14 Then John’s disciples came and asked him, “How is it that we and the Pharisees fast often, but your disciples do not fast?” 15 Jesus answered, “How can the guests of the bridegroom mourn while he is with them? The time will come when the bridegroom will be taken from them; then they will fast. 16 “No one sews a patch of unshrunk cloth on an old garment, for the patch will pull away from the garment, making the tear worse. 17 Neither do people pour new wine into old wineskins. If they do, the skins will burst; the wine will run out and the wineskins will be ruined. No, they pour new wine into new wineskins, and both are preserved.”
From reading this passage today and drawing on my knowledge and understanding of scripture, I think that this section of scripture reveals at least 2 things:
1) There is an expectation that modern Christians are meant to fast, even though Christ did not do it with his disciples
2) The context, application and approach to fasting is meant to be different to what it was in the old testament.
I am certainly not an expert on fasting.
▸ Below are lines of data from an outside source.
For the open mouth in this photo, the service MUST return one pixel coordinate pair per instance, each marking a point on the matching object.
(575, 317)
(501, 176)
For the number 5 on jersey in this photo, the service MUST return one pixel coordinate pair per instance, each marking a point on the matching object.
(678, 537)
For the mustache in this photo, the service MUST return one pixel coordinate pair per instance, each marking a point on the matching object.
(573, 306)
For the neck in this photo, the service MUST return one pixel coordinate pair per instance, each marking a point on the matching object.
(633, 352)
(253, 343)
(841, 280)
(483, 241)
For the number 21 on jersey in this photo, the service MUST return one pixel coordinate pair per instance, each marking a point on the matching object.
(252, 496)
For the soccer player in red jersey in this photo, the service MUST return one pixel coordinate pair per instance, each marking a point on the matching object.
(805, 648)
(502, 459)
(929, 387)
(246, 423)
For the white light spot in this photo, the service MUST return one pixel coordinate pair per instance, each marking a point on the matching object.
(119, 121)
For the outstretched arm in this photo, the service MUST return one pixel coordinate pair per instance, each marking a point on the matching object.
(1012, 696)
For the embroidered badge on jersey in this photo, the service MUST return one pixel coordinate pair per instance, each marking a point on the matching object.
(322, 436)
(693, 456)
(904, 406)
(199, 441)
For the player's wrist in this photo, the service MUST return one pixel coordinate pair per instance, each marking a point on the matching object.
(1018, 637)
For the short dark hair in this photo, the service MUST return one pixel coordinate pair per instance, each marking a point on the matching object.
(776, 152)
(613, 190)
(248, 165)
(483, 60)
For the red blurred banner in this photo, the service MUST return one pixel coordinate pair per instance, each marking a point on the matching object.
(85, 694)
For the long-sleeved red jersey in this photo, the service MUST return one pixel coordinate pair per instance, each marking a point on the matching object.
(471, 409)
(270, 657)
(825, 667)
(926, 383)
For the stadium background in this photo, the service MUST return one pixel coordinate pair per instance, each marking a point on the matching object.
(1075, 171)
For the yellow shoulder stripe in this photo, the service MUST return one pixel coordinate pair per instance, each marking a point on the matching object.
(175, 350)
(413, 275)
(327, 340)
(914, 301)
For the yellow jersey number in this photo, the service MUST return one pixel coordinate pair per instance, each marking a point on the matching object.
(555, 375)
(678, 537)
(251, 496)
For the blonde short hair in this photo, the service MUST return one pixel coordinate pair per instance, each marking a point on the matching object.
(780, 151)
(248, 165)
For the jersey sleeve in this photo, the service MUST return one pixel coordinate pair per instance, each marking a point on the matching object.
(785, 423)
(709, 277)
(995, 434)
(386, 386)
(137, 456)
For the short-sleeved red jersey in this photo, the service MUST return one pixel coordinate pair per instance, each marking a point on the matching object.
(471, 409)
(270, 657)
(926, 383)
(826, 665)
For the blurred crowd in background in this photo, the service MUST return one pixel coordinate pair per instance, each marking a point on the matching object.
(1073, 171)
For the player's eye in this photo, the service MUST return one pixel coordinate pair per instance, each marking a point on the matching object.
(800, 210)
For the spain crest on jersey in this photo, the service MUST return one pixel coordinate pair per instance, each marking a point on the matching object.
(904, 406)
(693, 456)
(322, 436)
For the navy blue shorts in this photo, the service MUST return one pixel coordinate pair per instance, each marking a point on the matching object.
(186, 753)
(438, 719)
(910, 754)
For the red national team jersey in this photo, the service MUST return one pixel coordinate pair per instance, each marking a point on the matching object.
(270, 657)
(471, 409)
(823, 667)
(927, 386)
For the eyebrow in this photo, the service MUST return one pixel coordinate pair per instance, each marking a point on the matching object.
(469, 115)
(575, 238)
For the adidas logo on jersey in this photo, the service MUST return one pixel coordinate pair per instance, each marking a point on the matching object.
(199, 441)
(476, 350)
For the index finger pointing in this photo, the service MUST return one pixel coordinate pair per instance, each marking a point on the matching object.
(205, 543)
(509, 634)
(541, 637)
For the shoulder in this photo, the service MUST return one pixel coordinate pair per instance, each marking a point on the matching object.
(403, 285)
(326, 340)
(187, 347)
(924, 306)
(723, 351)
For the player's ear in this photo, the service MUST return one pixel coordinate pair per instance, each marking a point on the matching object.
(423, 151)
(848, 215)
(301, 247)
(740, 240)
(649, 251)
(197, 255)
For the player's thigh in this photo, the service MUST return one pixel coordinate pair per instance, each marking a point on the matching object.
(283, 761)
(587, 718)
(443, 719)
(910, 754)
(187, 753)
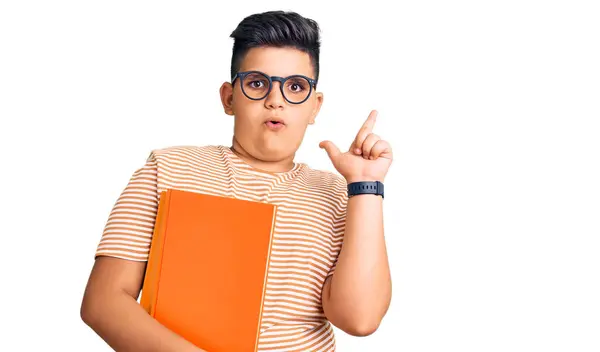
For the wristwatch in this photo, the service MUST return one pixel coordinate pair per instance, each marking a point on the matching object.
(365, 187)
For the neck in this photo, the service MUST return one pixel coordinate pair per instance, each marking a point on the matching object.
(271, 166)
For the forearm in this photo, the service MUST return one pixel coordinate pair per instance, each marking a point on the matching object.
(125, 326)
(360, 290)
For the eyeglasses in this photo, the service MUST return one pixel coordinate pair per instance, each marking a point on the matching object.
(257, 85)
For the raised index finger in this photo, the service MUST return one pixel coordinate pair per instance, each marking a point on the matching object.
(364, 131)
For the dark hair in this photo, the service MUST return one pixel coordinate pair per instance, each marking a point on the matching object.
(276, 29)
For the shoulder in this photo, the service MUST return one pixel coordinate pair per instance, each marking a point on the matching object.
(183, 152)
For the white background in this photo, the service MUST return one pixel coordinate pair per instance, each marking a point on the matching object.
(492, 209)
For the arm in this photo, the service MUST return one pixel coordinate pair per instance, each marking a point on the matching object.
(357, 296)
(111, 309)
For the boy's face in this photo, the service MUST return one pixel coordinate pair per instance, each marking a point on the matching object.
(252, 128)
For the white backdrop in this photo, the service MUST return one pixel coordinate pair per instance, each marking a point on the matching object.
(492, 210)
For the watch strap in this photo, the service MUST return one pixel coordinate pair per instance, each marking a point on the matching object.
(365, 187)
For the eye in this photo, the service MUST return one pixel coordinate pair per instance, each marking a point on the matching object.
(297, 85)
(256, 84)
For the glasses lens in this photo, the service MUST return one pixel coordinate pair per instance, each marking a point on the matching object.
(296, 89)
(255, 85)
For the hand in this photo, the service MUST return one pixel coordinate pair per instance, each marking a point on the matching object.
(368, 158)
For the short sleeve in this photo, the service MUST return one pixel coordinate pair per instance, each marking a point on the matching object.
(128, 231)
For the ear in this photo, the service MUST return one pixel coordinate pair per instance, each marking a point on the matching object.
(317, 107)
(226, 92)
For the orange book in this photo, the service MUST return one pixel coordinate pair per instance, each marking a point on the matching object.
(206, 273)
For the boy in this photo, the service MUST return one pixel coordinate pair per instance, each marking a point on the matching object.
(313, 280)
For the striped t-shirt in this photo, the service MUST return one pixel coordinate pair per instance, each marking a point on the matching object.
(308, 232)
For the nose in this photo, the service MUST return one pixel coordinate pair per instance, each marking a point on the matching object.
(275, 99)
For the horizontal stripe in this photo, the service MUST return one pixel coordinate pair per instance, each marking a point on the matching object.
(307, 239)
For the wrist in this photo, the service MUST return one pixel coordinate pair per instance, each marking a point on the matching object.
(353, 179)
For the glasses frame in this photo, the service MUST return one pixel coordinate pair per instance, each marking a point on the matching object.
(281, 80)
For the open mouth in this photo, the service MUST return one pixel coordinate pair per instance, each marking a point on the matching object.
(274, 125)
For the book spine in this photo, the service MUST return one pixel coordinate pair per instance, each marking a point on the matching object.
(262, 301)
(153, 268)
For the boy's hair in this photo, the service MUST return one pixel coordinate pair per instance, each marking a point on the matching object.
(276, 29)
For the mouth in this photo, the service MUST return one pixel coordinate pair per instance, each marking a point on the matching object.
(275, 124)
(275, 121)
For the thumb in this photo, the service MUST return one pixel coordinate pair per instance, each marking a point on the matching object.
(332, 150)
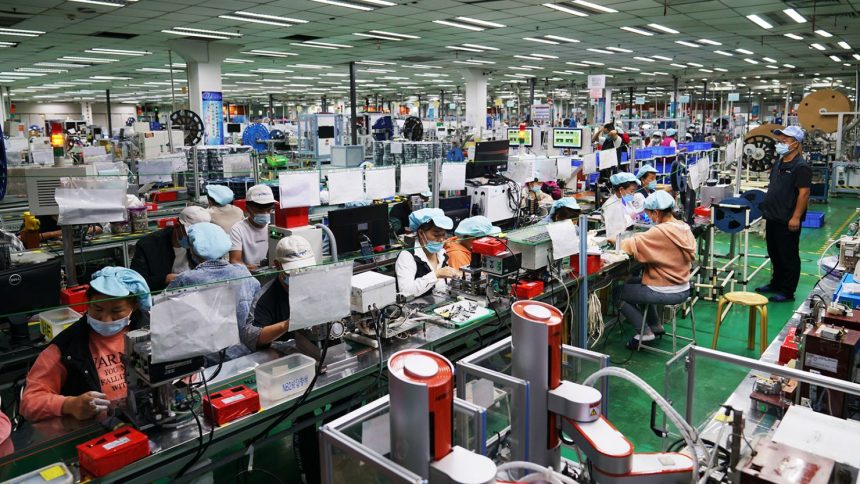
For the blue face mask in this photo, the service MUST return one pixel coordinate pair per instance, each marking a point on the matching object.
(433, 247)
(107, 329)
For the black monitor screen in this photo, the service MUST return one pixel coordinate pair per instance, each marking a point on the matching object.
(351, 225)
(326, 132)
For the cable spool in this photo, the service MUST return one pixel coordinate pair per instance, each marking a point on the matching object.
(809, 112)
(413, 129)
(755, 199)
(729, 219)
(190, 124)
(255, 136)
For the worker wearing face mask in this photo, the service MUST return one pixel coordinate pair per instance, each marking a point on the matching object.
(209, 246)
(269, 317)
(618, 210)
(80, 373)
(425, 266)
(784, 209)
(250, 237)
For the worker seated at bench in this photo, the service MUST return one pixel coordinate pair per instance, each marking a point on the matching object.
(80, 373)
(458, 249)
(667, 251)
(425, 265)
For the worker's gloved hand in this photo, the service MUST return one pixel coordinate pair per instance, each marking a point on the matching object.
(86, 405)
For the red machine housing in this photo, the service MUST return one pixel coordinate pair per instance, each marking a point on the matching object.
(230, 404)
(112, 451)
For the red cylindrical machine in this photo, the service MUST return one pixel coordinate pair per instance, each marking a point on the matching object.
(536, 330)
(421, 387)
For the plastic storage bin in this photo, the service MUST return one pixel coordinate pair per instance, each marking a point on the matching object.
(52, 322)
(284, 378)
(813, 220)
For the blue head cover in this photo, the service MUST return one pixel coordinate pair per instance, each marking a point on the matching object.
(568, 202)
(477, 226)
(208, 241)
(221, 194)
(623, 177)
(659, 200)
(121, 282)
(436, 215)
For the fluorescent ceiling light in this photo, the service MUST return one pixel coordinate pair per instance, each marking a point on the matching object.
(760, 21)
(394, 34)
(663, 29)
(480, 22)
(795, 15)
(561, 39)
(594, 6)
(455, 24)
(543, 41)
(565, 9)
(345, 4)
(638, 31)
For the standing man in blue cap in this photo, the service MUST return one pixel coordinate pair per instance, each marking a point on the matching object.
(784, 209)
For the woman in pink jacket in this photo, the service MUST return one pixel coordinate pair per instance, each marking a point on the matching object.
(667, 251)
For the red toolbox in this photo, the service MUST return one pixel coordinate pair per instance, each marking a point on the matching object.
(228, 405)
(524, 289)
(75, 295)
(113, 450)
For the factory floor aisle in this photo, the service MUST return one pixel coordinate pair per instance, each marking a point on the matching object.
(630, 409)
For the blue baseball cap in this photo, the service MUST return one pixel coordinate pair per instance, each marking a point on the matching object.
(435, 215)
(659, 200)
(121, 282)
(623, 177)
(208, 241)
(221, 194)
(791, 131)
(477, 226)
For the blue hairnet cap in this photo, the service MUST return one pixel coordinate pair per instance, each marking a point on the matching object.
(659, 200)
(221, 194)
(121, 282)
(568, 202)
(645, 169)
(623, 177)
(436, 215)
(477, 226)
(208, 240)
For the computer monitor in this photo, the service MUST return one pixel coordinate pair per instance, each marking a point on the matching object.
(351, 225)
(490, 157)
(567, 138)
(28, 289)
(514, 137)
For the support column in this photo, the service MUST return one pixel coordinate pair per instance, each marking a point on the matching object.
(353, 116)
(476, 98)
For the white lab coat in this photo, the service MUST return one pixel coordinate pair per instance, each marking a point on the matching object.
(617, 216)
(405, 269)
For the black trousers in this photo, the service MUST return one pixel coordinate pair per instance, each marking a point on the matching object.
(783, 248)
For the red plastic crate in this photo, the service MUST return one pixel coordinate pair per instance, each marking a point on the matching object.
(228, 405)
(112, 451)
(75, 294)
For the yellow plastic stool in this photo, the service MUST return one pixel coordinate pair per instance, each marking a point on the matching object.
(756, 302)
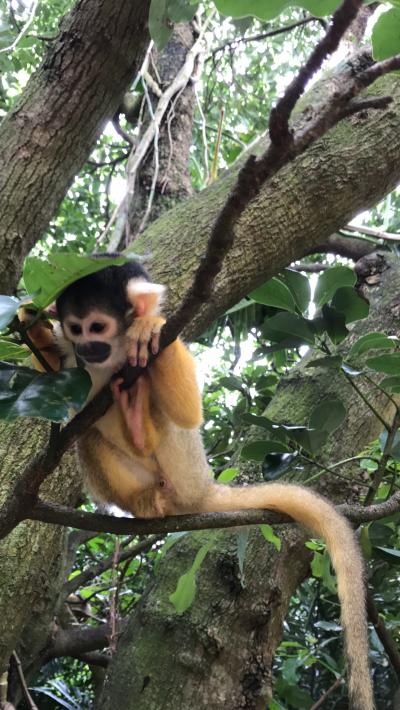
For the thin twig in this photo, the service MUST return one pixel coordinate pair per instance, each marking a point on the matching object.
(25, 690)
(25, 28)
(61, 515)
(386, 453)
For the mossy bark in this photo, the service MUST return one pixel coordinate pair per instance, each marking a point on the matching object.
(218, 654)
(48, 134)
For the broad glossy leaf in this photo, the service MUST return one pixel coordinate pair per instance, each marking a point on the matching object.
(389, 364)
(26, 393)
(274, 293)
(335, 324)
(227, 475)
(255, 420)
(181, 10)
(160, 27)
(328, 415)
(8, 309)
(330, 280)
(183, 596)
(371, 341)
(299, 287)
(258, 450)
(268, 10)
(348, 301)
(386, 34)
(332, 362)
(12, 351)
(48, 278)
(284, 325)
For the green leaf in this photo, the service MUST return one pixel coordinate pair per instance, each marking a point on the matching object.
(26, 393)
(242, 538)
(160, 26)
(321, 567)
(328, 415)
(283, 325)
(331, 361)
(371, 341)
(310, 439)
(330, 280)
(388, 364)
(183, 596)
(255, 420)
(227, 475)
(390, 552)
(348, 301)
(257, 450)
(386, 35)
(12, 351)
(48, 278)
(181, 10)
(270, 536)
(274, 293)
(231, 382)
(8, 309)
(299, 286)
(268, 10)
(335, 324)
(391, 384)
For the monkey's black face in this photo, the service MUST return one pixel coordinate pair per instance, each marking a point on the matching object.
(98, 339)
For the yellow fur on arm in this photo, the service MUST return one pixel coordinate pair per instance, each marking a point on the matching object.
(174, 383)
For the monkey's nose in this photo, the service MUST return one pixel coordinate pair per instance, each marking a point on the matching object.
(96, 351)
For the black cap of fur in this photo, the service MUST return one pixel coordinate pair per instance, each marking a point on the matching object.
(104, 290)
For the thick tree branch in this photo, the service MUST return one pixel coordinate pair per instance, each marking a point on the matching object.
(61, 515)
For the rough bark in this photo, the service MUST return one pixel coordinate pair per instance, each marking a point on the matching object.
(48, 134)
(175, 137)
(298, 209)
(218, 654)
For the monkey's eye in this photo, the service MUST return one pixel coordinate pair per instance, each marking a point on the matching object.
(97, 327)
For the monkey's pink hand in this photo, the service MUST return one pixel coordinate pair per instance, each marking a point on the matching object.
(144, 332)
(130, 402)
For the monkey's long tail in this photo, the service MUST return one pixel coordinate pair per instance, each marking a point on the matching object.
(315, 512)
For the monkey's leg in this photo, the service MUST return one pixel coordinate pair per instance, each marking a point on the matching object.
(174, 387)
(112, 476)
(134, 404)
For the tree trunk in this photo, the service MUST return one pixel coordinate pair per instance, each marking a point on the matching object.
(218, 654)
(31, 557)
(49, 133)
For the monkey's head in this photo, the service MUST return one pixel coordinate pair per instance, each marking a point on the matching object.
(96, 310)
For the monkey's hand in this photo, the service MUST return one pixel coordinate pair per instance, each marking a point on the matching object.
(142, 334)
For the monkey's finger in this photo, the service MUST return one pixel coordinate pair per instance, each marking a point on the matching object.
(155, 342)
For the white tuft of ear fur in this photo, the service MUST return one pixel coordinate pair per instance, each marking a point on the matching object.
(149, 294)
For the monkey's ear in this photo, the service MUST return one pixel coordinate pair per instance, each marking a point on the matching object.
(144, 297)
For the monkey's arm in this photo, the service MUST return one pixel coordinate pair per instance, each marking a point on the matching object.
(174, 387)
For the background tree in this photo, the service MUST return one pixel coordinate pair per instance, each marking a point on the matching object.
(46, 136)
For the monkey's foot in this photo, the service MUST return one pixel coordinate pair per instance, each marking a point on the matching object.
(142, 334)
(154, 502)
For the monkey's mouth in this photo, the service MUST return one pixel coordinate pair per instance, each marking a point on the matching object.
(93, 353)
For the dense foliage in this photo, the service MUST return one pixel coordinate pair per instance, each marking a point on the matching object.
(246, 353)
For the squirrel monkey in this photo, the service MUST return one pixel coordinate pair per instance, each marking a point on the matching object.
(146, 453)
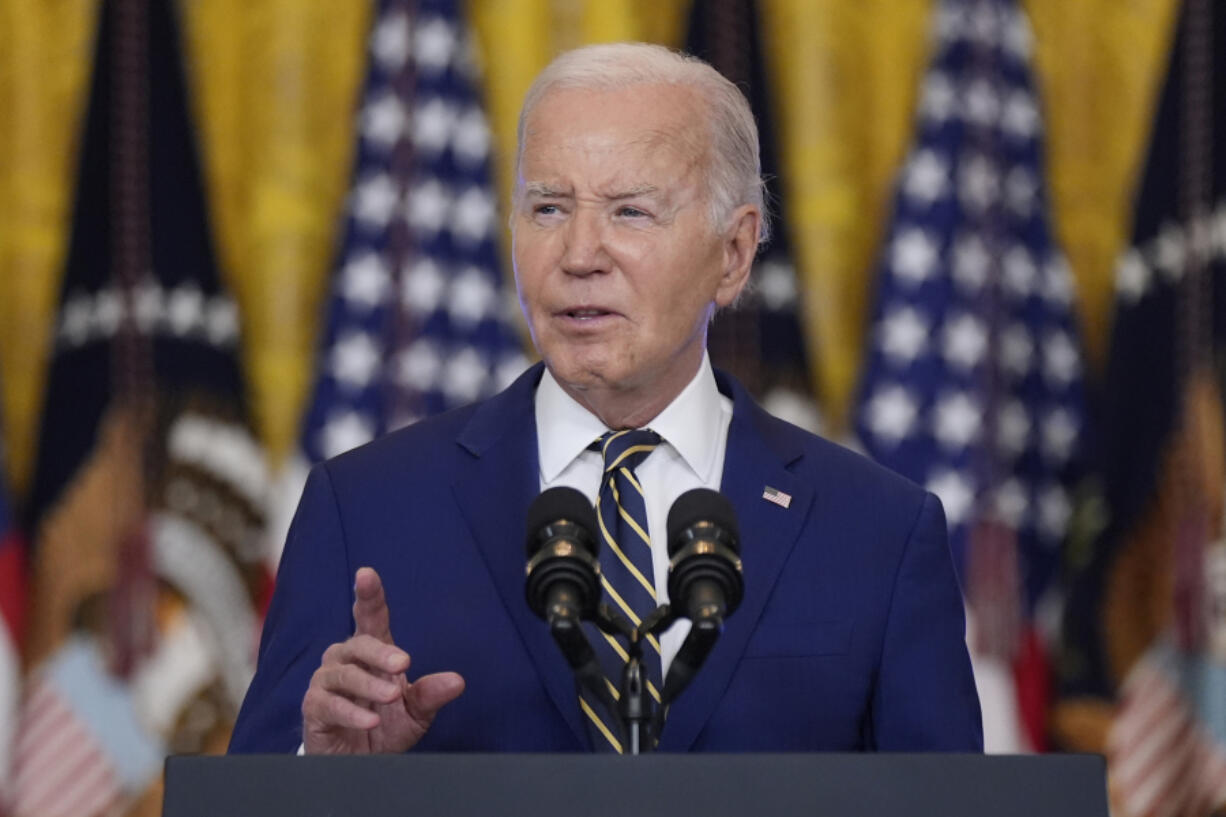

While I have done it a couple of times and found it very beneficial, I am certain that there are a bunch of things about fasting that I can still learn, and I am fairly certain that there have been times when I could have had benefit from fasting, but I have decided it would be too hard.
Lately I have been diving in to learning about prayer and I have been developing my prayer life significantly and I am learning that there is a link between the power that can be released through prayer and the concept of fasting.
Lord, help me to deepen my desire for you and out of that may I grow to love and understand fasting.